Les vivants et les ombres
Alors là, c'est le cas de le dire, les murs ont des oreilles! A l'affut de tout, la moindre conversation entre humains ou entre casseroles.
C'est donc,Lesezeichen l'a raconté, une saga familiale ,racontée uniquement à travers ce que cette maison peut saisir des évènements extérieurs d'une histoire très riche en évènements, celle de cette région au départ Pologne devenue Galicie, pendant une centaine d'années. Et surtout , bien sûr, de la vie familiale qu'elle abrite, très mouvementée elle aussi. Le chef de famille , fils de confiseur, a réussi à épouser la fille d'un comte , "quartiers de noblesse irréprochables et profil de mouton" , et , dans la propriété, construit aussi une petite usine de confiserie qui semble ne fabriquer qu'une sorte de bonbons , les pastilles de la Vierge, qui deviendront plus tard les pastilles de Sissi , les opérations de marketing étant déjà d'actualité à l'époque..

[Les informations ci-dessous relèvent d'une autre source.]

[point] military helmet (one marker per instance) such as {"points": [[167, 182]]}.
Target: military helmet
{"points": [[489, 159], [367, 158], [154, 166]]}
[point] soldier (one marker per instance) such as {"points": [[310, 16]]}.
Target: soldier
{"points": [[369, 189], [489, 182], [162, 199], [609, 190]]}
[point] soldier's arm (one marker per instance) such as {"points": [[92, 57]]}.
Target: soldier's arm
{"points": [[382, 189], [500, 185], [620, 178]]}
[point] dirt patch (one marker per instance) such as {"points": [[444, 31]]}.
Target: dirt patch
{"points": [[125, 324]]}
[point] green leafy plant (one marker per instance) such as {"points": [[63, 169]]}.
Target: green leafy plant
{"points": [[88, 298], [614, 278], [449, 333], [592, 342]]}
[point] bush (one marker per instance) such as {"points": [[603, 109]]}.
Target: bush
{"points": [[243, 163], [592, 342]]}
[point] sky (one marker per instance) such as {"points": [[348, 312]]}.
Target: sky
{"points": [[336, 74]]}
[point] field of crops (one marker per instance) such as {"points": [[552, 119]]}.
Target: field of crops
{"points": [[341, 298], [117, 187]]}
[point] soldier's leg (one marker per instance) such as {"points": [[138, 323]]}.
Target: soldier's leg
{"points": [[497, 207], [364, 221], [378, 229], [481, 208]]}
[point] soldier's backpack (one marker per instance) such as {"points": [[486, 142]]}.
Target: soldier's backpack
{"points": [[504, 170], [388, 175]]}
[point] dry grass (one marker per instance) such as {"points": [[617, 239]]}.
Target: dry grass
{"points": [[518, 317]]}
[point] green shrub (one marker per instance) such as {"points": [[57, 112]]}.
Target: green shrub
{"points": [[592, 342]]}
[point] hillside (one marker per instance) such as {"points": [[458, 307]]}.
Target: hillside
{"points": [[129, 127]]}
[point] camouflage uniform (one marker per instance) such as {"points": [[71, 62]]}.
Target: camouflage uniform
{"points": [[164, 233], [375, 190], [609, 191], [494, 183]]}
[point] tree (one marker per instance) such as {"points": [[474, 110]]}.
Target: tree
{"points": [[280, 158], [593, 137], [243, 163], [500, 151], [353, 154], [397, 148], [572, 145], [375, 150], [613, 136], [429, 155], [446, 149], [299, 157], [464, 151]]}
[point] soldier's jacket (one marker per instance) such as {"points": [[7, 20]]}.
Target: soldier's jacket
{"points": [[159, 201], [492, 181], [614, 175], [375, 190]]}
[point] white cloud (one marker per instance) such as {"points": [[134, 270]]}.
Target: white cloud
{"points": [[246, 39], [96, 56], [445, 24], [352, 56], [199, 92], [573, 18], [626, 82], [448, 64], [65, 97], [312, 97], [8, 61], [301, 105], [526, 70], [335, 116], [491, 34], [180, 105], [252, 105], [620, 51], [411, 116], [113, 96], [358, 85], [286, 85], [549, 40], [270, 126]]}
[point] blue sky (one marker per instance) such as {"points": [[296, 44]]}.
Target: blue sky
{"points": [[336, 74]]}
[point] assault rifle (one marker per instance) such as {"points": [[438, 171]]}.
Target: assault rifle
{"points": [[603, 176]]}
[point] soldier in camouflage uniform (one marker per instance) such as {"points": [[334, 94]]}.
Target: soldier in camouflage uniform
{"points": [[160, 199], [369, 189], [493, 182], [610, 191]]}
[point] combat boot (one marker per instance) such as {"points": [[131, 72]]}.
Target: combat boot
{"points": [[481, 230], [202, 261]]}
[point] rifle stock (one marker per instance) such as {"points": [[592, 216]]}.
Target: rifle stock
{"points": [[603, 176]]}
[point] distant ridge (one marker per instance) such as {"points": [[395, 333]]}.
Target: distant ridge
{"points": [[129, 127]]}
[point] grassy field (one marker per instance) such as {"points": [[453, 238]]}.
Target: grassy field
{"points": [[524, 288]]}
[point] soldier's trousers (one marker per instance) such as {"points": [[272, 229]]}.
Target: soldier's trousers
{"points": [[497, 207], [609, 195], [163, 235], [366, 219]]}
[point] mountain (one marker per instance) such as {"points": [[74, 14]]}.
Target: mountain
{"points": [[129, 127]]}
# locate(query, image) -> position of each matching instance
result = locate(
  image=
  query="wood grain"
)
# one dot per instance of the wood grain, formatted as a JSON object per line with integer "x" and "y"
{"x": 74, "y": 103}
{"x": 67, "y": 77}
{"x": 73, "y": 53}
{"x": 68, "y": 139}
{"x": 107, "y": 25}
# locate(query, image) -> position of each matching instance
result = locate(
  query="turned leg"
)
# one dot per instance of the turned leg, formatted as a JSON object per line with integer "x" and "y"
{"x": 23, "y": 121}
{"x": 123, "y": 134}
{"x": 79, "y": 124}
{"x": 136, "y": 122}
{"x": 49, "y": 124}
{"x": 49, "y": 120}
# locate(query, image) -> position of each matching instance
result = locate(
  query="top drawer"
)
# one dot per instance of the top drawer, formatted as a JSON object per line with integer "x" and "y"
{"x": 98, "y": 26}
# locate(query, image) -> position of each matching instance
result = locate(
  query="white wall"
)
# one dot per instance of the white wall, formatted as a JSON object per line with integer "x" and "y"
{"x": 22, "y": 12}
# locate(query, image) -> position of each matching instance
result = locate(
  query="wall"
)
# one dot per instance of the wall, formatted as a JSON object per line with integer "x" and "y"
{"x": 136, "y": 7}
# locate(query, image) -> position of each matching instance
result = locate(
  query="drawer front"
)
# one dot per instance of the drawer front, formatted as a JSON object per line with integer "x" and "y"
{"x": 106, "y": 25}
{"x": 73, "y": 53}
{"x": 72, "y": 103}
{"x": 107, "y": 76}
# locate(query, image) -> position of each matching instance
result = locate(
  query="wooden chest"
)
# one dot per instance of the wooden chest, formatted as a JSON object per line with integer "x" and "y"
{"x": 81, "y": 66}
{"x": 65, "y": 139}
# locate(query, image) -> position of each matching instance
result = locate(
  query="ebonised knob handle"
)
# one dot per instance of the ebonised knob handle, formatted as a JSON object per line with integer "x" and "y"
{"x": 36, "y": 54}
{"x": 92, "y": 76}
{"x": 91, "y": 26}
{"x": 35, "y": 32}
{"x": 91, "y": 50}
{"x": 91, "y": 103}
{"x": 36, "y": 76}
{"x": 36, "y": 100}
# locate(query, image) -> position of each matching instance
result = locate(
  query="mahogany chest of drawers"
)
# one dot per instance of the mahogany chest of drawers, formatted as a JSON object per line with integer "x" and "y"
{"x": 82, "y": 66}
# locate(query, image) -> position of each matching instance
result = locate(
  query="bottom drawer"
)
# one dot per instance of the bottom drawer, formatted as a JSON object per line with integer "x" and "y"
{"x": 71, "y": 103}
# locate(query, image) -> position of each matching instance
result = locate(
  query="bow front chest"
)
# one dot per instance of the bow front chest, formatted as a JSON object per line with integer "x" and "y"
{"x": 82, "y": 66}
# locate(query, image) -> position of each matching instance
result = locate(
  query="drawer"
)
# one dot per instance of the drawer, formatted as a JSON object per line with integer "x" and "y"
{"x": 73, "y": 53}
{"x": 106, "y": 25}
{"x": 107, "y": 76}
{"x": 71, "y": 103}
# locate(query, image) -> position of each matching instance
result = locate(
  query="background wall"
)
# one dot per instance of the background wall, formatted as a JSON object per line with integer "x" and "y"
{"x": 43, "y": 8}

Révolutions, émeutes, et fin de la féodalité , mais aussi antisémitisme marqué pour la vie extérieure, amours contre son rang et enfants illégitimes à l'intérieur.
Bref, une vie chargée...et on ne peut en vouloir à cette maison d'avoir ...déménagé.
Très agréable à lire, très bien documenté, et moi qui connaissais très peu l'histoire de ces pays, j'ai appris beaucoup de choses!
Je me lève aussi la nuit pour essayer d'entendre ce que mes casseroles ont à se dire, mais je pense que cela va vite s'arranger?
Un petit extrait:
Ce ne fut pas la gestion de Wioletta qui coula la sucrerie, bien qu'on prédit dans la région qu'il ne pouvait rien arriver de mieux à une affaire ainsi tombée en quenouille. Ce ne furent pas non plus les modestes revendications de ses employés, ni le boom du sucre russe, qui restait cher à importer. Ce qui perdit l'entreprise si florissante de Jozef fut la décision de l'archiduc Rodolphe , en janvier 1889 , de mettre fin à ses jours dans son pavillon de chasse de Mayerling , avec sa très jeune maîtresse la baronne Vetsera.
J'appris ce drame, comme de juste, dans les cuisines . J'arrivai là un matin, avide de papotages fleurant bon, eux, le monde des vivants; et qel ne fut pas mon étonnement en découvrant , autour de la grande table, notre personnel féminin changé en assemblée de pleureuses!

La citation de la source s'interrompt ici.